Other locations in Idaho that can be found on the Morbid Tourism website include Ruby Ridge. In Ruby Ridge, Doomsday preparations for Randy Weaver and his family find themselves in a deadly confrontation with federal law enforcement.
It also features the Coeur D’Alene family of Wolf Lodge Murders, where three members of the family were killed by serial sex offender Joseph Duncan III, who kidnapped an eight-year-old girl and a nine-year-old boy from the house. .
The boy was also eventually killed.
The Wolf Lodge land was purchased by the State of Idaho for wetland conservation and the home was demolished.
Police piled up all the personal effects they no longer needed for evidence and took them to a U-Haul driven by the police chief himself.
Officials say the DNA may have been present on various surfaces at the scene, and forensic teams are currently analyzing the specimens through state and local databases.
Two-and-a-half hours north of Kansas City, this two-story house in Billiska, Iowa, has become a mecca for crime buffs and paranormal enthusiasts. This is where J.B. Moore, his wife, and their six children were murdered with an ax in their bed on June 10, 1912. The crime is still unsolved 110 years after his death.
The home’s owners turned it into a tourist attraction and it is now listed on the Iowa State Register of Historic Places.

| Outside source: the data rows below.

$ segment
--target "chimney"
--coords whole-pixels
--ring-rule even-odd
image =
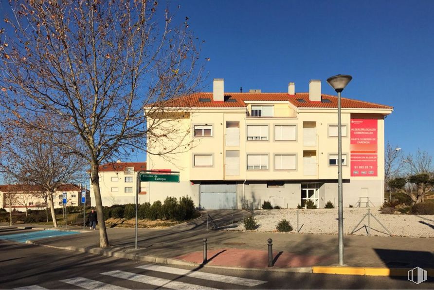
[[[223,78],[215,78],[213,82],[213,100],[223,102],[224,101],[224,80]]]
[[[309,82],[309,100],[321,101],[321,81],[319,79],[312,79]]]
[[[288,94],[295,95],[295,83],[290,82],[288,84]]]

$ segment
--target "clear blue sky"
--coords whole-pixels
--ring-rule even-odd
[[[395,107],[386,141],[434,155],[434,1],[172,0],[178,4],[178,22],[188,17],[205,41],[204,91],[215,77],[228,92],[287,92],[289,81],[307,92],[319,79],[334,94],[327,77],[350,74],[343,97]],[[131,161],[143,160],[137,153]]]
[[[434,155],[434,1],[180,1],[225,91],[307,92],[310,79],[348,74],[343,97],[393,106],[386,141]],[[173,2],[174,5],[178,1]]]

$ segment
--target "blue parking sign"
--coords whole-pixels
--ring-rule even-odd
[[[81,191],[81,203],[85,203],[86,202],[86,191]]]

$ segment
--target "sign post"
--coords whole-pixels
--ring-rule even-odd
[[[66,208],[66,203],[67,203],[67,193],[63,193],[63,206],[65,207],[65,227],[68,228],[68,223],[67,221],[68,220],[68,216],[67,216],[67,208]]]
[[[180,174],[178,171],[168,171],[166,174],[161,174],[162,171],[158,170],[141,170],[137,173],[137,189],[136,190],[136,225],[135,231],[135,246],[137,250],[137,224],[138,222],[139,213],[139,189],[140,188],[141,181],[148,182],[179,182]],[[150,202],[150,200],[149,200]]]
[[[83,204],[83,229],[84,230],[85,226],[85,213],[86,207],[86,191],[81,191],[81,203]]]

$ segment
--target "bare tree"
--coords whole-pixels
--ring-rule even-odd
[[[414,156],[408,155],[403,162],[407,173],[410,175],[433,173],[433,156],[427,151],[418,149]]]
[[[384,182],[398,177],[404,164],[402,151],[398,146],[392,146],[388,142],[384,152]]]
[[[56,227],[53,194],[60,185],[83,176],[84,159],[66,151],[63,146],[76,142],[66,135],[46,135],[26,123],[17,124],[8,118],[2,121],[0,170],[21,184],[46,193],[53,225]],[[62,128],[61,122],[47,117],[38,117],[33,122],[59,130]]]
[[[14,18],[5,21],[12,34],[0,43],[0,99],[19,122],[37,127],[25,113],[46,113],[68,122],[59,133],[79,136],[80,150],[65,145],[89,162],[100,245],[106,247],[99,166],[148,151],[147,136],[188,136],[188,128],[163,125],[182,117],[164,115],[164,104],[199,82],[197,40],[188,18],[173,24],[168,3],[160,9],[146,0],[12,2]],[[144,106],[162,116],[146,122]],[[179,140],[158,154],[188,150],[188,138]]]

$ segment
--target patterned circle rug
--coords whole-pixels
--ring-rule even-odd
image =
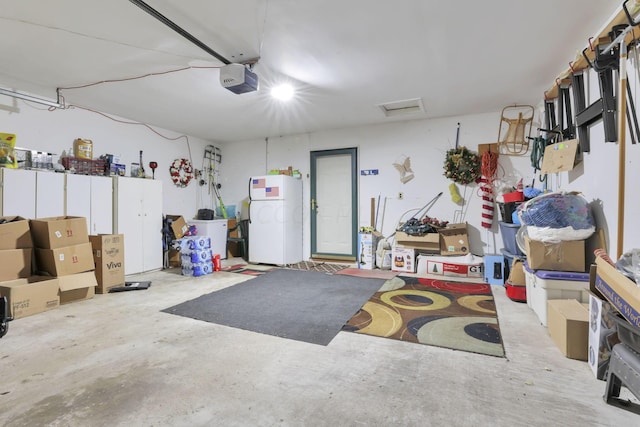
[[[421,277],[388,280],[343,331],[504,357],[491,286]]]

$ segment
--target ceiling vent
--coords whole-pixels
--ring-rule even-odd
[[[378,107],[387,117],[406,116],[410,114],[424,113],[422,99],[406,99],[404,101],[387,102],[379,104]]]

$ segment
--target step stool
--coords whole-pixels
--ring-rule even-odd
[[[611,351],[603,398],[610,405],[640,414],[640,404],[619,398],[622,386],[640,399],[640,354],[620,343]]]

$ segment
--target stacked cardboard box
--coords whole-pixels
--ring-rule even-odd
[[[58,280],[31,275],[32,253],[29,221],[0,218],[0,295],[7,297],[9,315],[14,319],[60,305]]]
[[[99,234],[89,236],[93,249],[96,293],[106,294],[109,289],[124,286],[124,235]]]
[[[58,278],[60,304],[93,298],[98,283],[87,220],[60,216],[31,220],[29,225],[36,268]]]
[[[393,271],[415,273],[418,254],[439,254],[440,235],[427,233],[413,236],[404,231],[396,231],[395,245],[391,253]]]

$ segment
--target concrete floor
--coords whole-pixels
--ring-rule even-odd
[[[160,312],[250,280],[240,274],[128,279],[153,284],[10,324],[0,340],[0,425],[640,423],[607,405],[605,382],[563,357],[535,313],[502,287],[493,290],[506,358],[348,332],[319,346]]]

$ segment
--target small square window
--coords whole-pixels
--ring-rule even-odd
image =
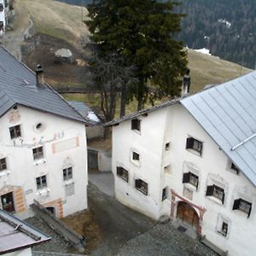
[[[219,201],[221,201],[222,204],[224,201],[224,189],[213,184],[212,186],[207,186],[207,196],[213,196]]]
[[[165,201],[167,198],[167,193],[168,193],[168,188],[166,187],[162,190],[162,201]]]
[[[239,210],[247,214],[247,217],[250,217],[251,211],[252,211],[252,203],[241,198],[235,200],[233,205],[233,210]]]
[[[223,222],[218,232],[224,236],[227,236],[228,234],[229,224],[225,222]]]
[[[200,142],[194,137],[188,137],[186,143],[186,149],[192,149],[200,155],[202,154],[202,142]]]
[[[126,183],[129,181],[129,173],[128,171],[123,167],[117,166],[116,167],[116,174],[122,179],[124,179]]]
[[[139,155],[139,154],[132,151],[132,160],[139,161],[140,160],[140,155]]]
[[[168,143],[166,144],[166,150],[169,150],[170,149],[170,145],[171,145],[170,143]]]
[[[138,119],[131,119],[131,130],[141,131],[141,120]]]
[[[143,194],[148,195],[148,183],[143,181],[142,179],[135,180],[135,188],[142,192]]]
[[[6,158],[0,159],[0,172],[7,169]]]
[[[63,169],[63,180],[69,180],[73,178],[73,169],[72,167]]]
[[[46,175],[37,177],[38,190],[47,188]]]
[[[32,150],[34,160],[44,158],[43,147],[35,148]]]
[[[190,183],[191,185],[195,186],[196,189],[198,187],[198,176],[192,172],[185,172],[183,173],[183,183]]]
[[[20,125],[12,126],[9,129],[11,139],[21,137]]]

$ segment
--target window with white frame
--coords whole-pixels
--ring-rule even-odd
[[[249,218],[252,211],[252,203],[241,198],[236,199],[234,201],[233,210],[243,212]]]
[[[190,137],[186,141],[186,149],[191,149],[199,155],[202,154],[203,143]]]
[[[33,159],[34,160],[40,160],[44,158],[44,151],[43,147],[38,147],[32,149],[33,152]]]
[[[0,172],[7,169],[6,158],[0,159]]]
[[[67,181],[73,178],[73,167],[67,167],[63,169],[63,180]]]
[[[36,181],[37,181],[37,189],[38,189],[38,190],[47,188],[46,175],[38,177],[36,178]]]
[[[224,202],[224,189],[215,184],[207,186],[207,196],[213,196],[220,201],[222,204]]]
[[[131,119],[131,130],[141,131],[141,120],[138,119]]]
[[[137,178],[135,180],[135,188],[142,192],[143,194],[148,195],[148,183],[143,180]]]
[[[21,129],[20,125],[9,127],[9,129],[11,139],[21,137]]]
[[[191,185],[195,186],[196,189],[198,187],[198,176],[195,174],[189,172],[183,173],[183,183],[190,183]]]
[[[123,180],[125,180],[126,183],[129,181],[129,172],[127,170],[121,166],[117,166],[116,167],[116,174],[119,177],[121,177]]]

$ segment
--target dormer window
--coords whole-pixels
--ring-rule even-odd
[[[200,142],[192,137],[187,138],[186,149],[191,149],[193,152],[198,154],[199,155],[201,155],[202,146],[202,142]]]
[[[141,120],[138,119],[131,119],[131,130],[141,131]]]
[[[247,214],[247,217],[249,217],[252,211],[252,203],[241,198],[235,200],[233,205],[233,210],[239,210],[241,212],[243,212],[246,214]]]
[[[21,130],[20,130],[20,125],[9,127],[9,134],[10,134],[11,139],[15,139],[15,138],[21,137]]]

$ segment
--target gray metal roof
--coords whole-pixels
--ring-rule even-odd
[[[31,247],[50,236],[0,209],[0,254]]]
[[[0,47],[0,117],[15,104],[86,123],[50,86],[38,87],[35,73]]]
[[[181,102],[256,185],[256,72]]]
[[[81,102],[68,102],[68,103],[72,108],[76,109],[88,123],[97,125],[102,122],[100,117],[85,103]]]

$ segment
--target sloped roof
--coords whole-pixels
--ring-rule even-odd
[[[0,47],[0,117],[15,104],[86,123],[48,84],[37,86],[35,73]]]
[[[256,185],[256,72],[184,98],[181,103]]]
[[[31,247],[50,236],[0,209],[0,254]]]
[[[101,124],[102,119],[85,103],[81,102],[68,102],[69,105],[76,109],[88,123],[91,125]]]

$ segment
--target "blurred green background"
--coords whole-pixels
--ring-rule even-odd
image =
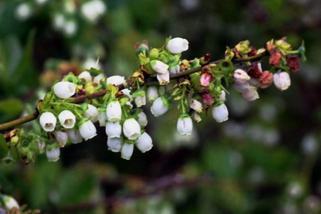
[[[0,1],[0,123],[98,58],[107,75],[129,76],[134,43],[157,47],[170,35],[189,41],[188,59],[286,36],[294,48],[304,40],[308,60],[285,91],[271,86],[249,103],[230,89],[229,120],[208,115],[190,137],[176,133],[175,108],[155,118],[146,107],[154,146],[130,161],[107,150],[102,128],[57,162],[1,162],[2,192],[50,213],[320,213],[318,0]],[[7,151],[0,142],[0,157]]]

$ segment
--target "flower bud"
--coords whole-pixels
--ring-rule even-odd
[[[106,83],[107,84],[112,84],[115,86],[124,84],[126,83],[125,77],[119,75],[114,75],[107,78]]]
[[[106,124],[106,134],[108,138],[120,137],[121,125],[119,121],[108,122]]]
[[[134,150],[134,144],[132,143],[124,143],[121,147],[121,157],[129,160],[132,155]]]
[[[84,116],[89,119],[93,123],[95,123],[98,120],[99,112],[95,106],[88,104],[88,108],[84,113]]]
[[[142,126],[146,126],[147,125],[147,116],[146,114],[142,111],[137,115],[138,116],[138,123]]]
[[[80,135],[85,140],[92,138],[97,135],[96,127],[90,120],[87,120],[79,126]]]
[[[91,75],[88,71],[83,71],[78,75],[78,78],[80,80],[85,80],[85,82],[88,82],[92,80]]]
[[[256,88],[251,87],[242,92],[243,99],[248,101],[253,101],[260,98],[256,91]]]
[[[151,113],[155,117],[158,117],[164,114],[168,110],[168,105],[164,104],[164,101],[162,98],[162,97],[155,99],[150,107]]]
[[[75,94],[76,86],[69,82],[59,82],[54,86],[54,93],[59,98],[66,99]]]
[[[250,79],[250,76],[246,71],[242,69],[236,69],[233,75],[234,82],[239,84],[244,84]]]
[[[13,197],[9,195],[3,195],[3,199],[5,203],[5,205],[8,209],[10,210],[14,207],[17,207],[17,209],[19,209],[19,204]]]
[[[66,128],[72,128],[76,123],[76,116],[70,111],[64,110],[58,115],[58,119],[61,125]]]
[[[218,123],[226,121],[229,119],[229,111],[224,103],[212,108],[212,116]]]
[[[180,54],[189,49],[189,41],[185,39],[177,37],[170,40],[166,48],[172,54]]]
[[[122,145],[122,137],[108,137],[107,140],[107,145],[108,149],[114,152],[118,152],[121,149]]]
[[[60,156],[60,149],[59,148],[52,148],[51,149],[46,150],[46,155],[49,162],[56,162],[59,159]]]
[[[281,91],[287,89],[291,85],[291,80],[288,74],[284,71],[277,72],[273,75],[274,85]]]
[[[82,137],[79,130],[69,129],[67,131],[68,138],[72,143],[76,144],[82,142]]]
[[[65,146],[68,139],[68,135],[67,132],[64,131],[56,131],[54,134],[56,139],[59,143],[59,146],[62,147]]]
[[[129,140],[135,140],[140,135],[140,126],[134,118],[125,120],[122,130],[124,135]]]
[[[51,112],[44,112],[39,118],[39,123],[45,131],[53,131],[56,127],[57,118]]]
[[[108,121],[119,121],[121,119],[121,106],[117,101],[110,102],[107,105],[106,114]]]
[[[190,103],[190,107],[198,113],[202,112],[203,110],[202,103],[195,99],[193,99]]]
[[[159,82],[159,85],[166,85],[170,82],[170,73],[167,71],[164,74],[160,74],[157,73],[156,75],[157,80]]]
[[[177,131],[182,135],[190,135],[193,131],[193,121],[191,117],[180,117],[177,120]]]
[[[158,97],[158,93],[157,92],[156,86],[149,86],[147,90],[147,98],[149,101],[153,101]]]
[[[144,132],[136,140],[136,146],[142,153],[145,152],[152,147],[152,140],[147,133]]]
[[[169,66],[162,61],[159,60],[152,60],[149,63],[151,68],[157,73],[157,74],[164,74],[168,72]]]
[[[178,74],[180,73],[180,65],[171,67],[169,69],[169,71],[170,72],[170,75]]]

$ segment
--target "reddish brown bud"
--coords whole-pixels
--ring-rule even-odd
[[[259,81],[261,88],[267,88],[273,83],[273,74],[268,71],[265,71],[262,73],[262,75],[260,77]]]
[[[269,63],[271,66],[276,66],[280,63],[281,59],[281,53],[278,51],[272,52],[270,56]]]
[[[300,69],[299,57],[297,55],[292,54],[287,55],[286,63],[292,72],[296,72]]]
[[[247,74],[254,78],[259,78],[262,75],[260,64],[259,65],[257,62],[253,63],[247,70]]]

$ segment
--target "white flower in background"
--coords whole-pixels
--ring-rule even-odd
[[[70,111],[64,110],[58,115],[58,119],[61,125],[66,128],[72,128],[76,123],[76,116]]]
[[[84,116],[89,119],[93,123],[95,123],[98,120],[99,112],[95,106],[88,104],[88,108],[84,113]]]
[[[234,71],[233,77],[236,83],[241,84],[245,83],[246,81],[250,79],[250,76],[246,71],[240,69],[236,69]]]
[[[119,121],[108,122],[106,124],[106,134],[109,138],[120,137],[121,134],[121,125]]]
[[[26,20],[32,13],[32,8],[28,3],[22,3],[18,6],[16,9],[16,16],[21,20]]]
[[[85,80],[85,82],[88,82],[92,80],[92,78],[90,73],[88,71],[83,71],[78,75],[78,78],[81,80]]]
[[[54,86],[54,93],[59,98],[66,99],[75,94],[76,86],[69,82],[59,82]]]
[[[72,143],[76,144],[82,142],[82,137],[79,130],[69,129],[67,131],[68,138]]]
[[[160,74],[157,73],[156,75],[157,80],[159,82],[159,85],[166,85],[170,82],[170,73],[167,71],[164,74]]]
[[[285,71],[277,72],[273,74],[273,81],[275,86],[281,91],[287,89],[291,85],[290,76]]]
[[[56,162],[59,159],[60,149],[59,148],[52,148],[46,150],[46,155],[49,162]]]
[[[106,83],[107,84],[112,84],[116,86],[124,84],[126,83],[126,81],[125,80],[125,77],[119,75],[114,75],[107,78]]]
[[[141,126],[146,126],[147,123],[147,116],[146,116],[146,114],[142,111],[137,114],[137,116],[138,116],[138,123],[139,123]]]
[[[108,149],[114,152],[118,152],[121,149],[123,138],[120,137],[108,137],[107,140],[107,145]]]
[[[54,134],[56,139],[59,143],[59,146],[62,147],[65,146],[68,139],[68,134],[67,132],[64,131],[56,131]]]
[[[124,135],[129,140],[135,140],[140,135],[140,126],[134,118],[125,120],[122,130]]]
[[[179,118],[177,120],[177,131],[182,135],[190,135],[193,131],[193,121],[190,117]]]
[[[107,121],[106,111],[99,112],[98,121],[99,121],[99,126],[106,126],[106,121]]]
[[[117,101],[110,102],[107,105],[106,115],[108,121],[119,121],[121,119],[121,106]]]
[[[122,92],[125,95],[128,97],[128,98],[129,98],[129,101],[132,101],[132,95],[130,94],[130,90],[129,89],[128,89],[128,88],[125,88],[120,91]]]
[[[255,87],[251,87],[243,91],[242,92],[242,96],[244,100],[248,101],[253,101],[260,98]]]
[[[202,112],[202,111],[203,110],[202,103],[195,99],[192,100],[192,102],[190,103],[190,107],[198,113]]]
[[[144,132],[136,140],[136,146],[142,153],[145,152],[152,147],[152,140],[147,133]]]
[[[97,131],[94,124],[90,120],[87,120],[79,126],[80,135],[85,140],[92,138],[97,135]]]
[[[156,86],[149,86],[147,90],[147,99],[149,101],[153,101],[158,97],[158,93]]]
[[[9,195],[3,195],[3,196],[5,205],[8,209],[11,209],[14,207],[17,207],[19,209],[19,204],[15,198]]]
[[[170,74],[176,74],[180,73],[180,65],[177,65],[174,66],[172,66],[169,69],[170,71]]]
[[[56,127],[57,118],[51,112],[44,112],[39,118],[39,123],[45,131],[53,131]]]
[[[166,46],[167,50],[173,54],[180,54],[189,49],[189,41],[185,39],[177,37],[170,40]]]
[[[212,108],[212,115],[216,122],[221,123],[229,119],[229,111],[224,103]]]
[[[81,6],[81,13],[89,22],[95,23],[105,13],[106,6],[100,0],[87,2]]]
[[[159,60],[152,60],[149,64],[157,74],[164,74],[169,71],[169,66]]]
[[[129,160],[132,155],[134,150],[134,144],[132,143],[124,143],[121,147],[121,157]]]
[[[104,74],[98,74],[98,75],[94,77],[94,81],[93,83],[94,84],[99,85],[99,84],[100,84],[100,82],[104,77],[105,77],[105,75]]]
[[[165,99],[162,99],[162,97],[158,97],[152,103],[150,107],[150,111],[155,117],[164,114],[169,110],[168,104],[165,104],[164,100]]]

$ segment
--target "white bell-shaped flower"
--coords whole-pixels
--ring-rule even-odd
[[[76,144],[82,142],[82,137],[79,130],[69,129],[67,131],[67,133],[68,134],[68,139],[72,143]]]
[[[87,120],[79,126],[79,132],[85,140],[92,138],[97,135],[96,127],[90,120]]]
[[[59,143],[59,146],[62,147],[65,146],[68,140],[68,134],[67,132],[64,131],[56,131],[54,134],[56,139]]]
[[[115,86],[124,84],[126,83],[125,77],[122,76],[114,75],[107,78],[106,83],[107,84],[112,84]]]
[[[152,147],[152,140],[147,133],[144,132],[136,140],[136,146],[142,153],[145,152]]]
[[[58,119],[61,125],[66,128],[72,128],[76,123],[76,116],[70,111],[64,110],[58,115]]]
[[[83,71],[78,75],[78,78],[80,80],[84,80],[85,82],[88,82],[92,80],[91,75],[88,71]]]
[[[105,111],[99,112],[98,121],[99,121],[99,126],[106,126],[107,115],[106,115]]]
[[[99,112],[95,106],[88,104],[88,108],[84,113],[84,116],[90,119],[93,123],[95,123],[98,120]]]
[[[212,116],[218,123],[227,121],[229,119],[229,111],[226,105],[223,103],[212,108]]]
[[[120,137],[121,125],[119,121],[108,122],[106,124],[106,134],[108,138]]]
[[[134,118],[125,120],[122,130],[124,135],[129,140],[135,140],[140,135],[140,126]]]
[[[173,38],[168,42],[166,48],[173,54],[180,54],[188,50],[189,41],[180,37]]]
[[[149,86],[147,90],[147,99],[149,101],[153,101],[158,97],[158,93],[156,86]]]
[[[151,113],[155,117],[159,117],[164,114],[169,110],[169,107],[164,104],[162,97],[158,97],[152,103],[150,107]]]
[[[157,74],[164,74],[169,71],[169,66],[162,61],[152,60],[149,63],[153,70]]]
[[[138,123],[141,126],[146,126],[147,123],[147,116],[146,116],[146,114],[144,113],[144,112],[142,111],[137,115],[138,116]]]
[[[121,106],[117,100],[109,102],[106,108],[108,121],[119,121],[121,119]]]
[[[120,137],[108,137],[107,140],[107,145],[108,149],[114,152],[118,152],[121,149],[123,138]]]
[[[66,99],[71,97],[76,92],[76,86],[73,83],[62,81],[55,84],[54,93],[59,98]]]
[[[46,150],[46,155],[49,162],[56,162],[59,159],[60,156],[60,149],[59,148],[52,148],[51,149]]]
[[[40,115],[39,123],[45,131],[53,131],[56,127],[57,118],[51,112],[44,112]]]
[[[193,121],[190,117],[179,118],[177,120],[177,131],[182,135],[190,135],[193,131]]]
[[[284,71],[277,72],[273,75],[273,81],[276,88],[281,91],[288,89],[291,85],[291,79],[289,74]]]
[[[134,144],[132,143],[124,143],[121,147],[121,157],[126,160],[129,160],[134,150]]]

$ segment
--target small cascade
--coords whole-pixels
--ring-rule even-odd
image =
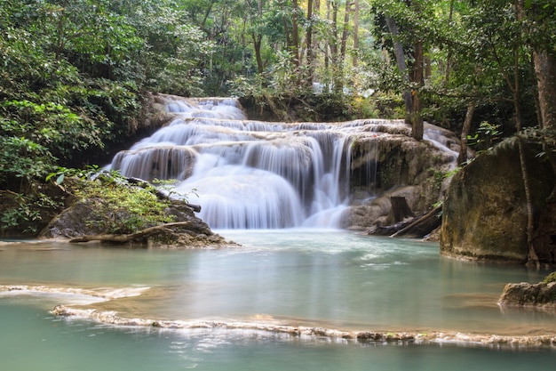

For $428 a night, 6 people can sleep in the house with sleeping bags.
“I don’t know why people come,” said Martha Lynn, the home’s owner. “If it were just weird people with tattoos and piercings, that would be fine, but it’s not. Doctors, lawyers, teachers, students. A lot of nurses came to Nebraska. , there are social studies courses that study and take root in this crime.
The house in Fall River, Massachusetts where Lizzie Borden murdered her parents with an ax in 1892 is now a bed and breakfast.
Padgett, who had just driven by to see the house where the crime took place, said he hoped the house in Moscow would become a memorial rather than a tourist attraction.
“Yeah,” she said. “It seems a little vulgar.”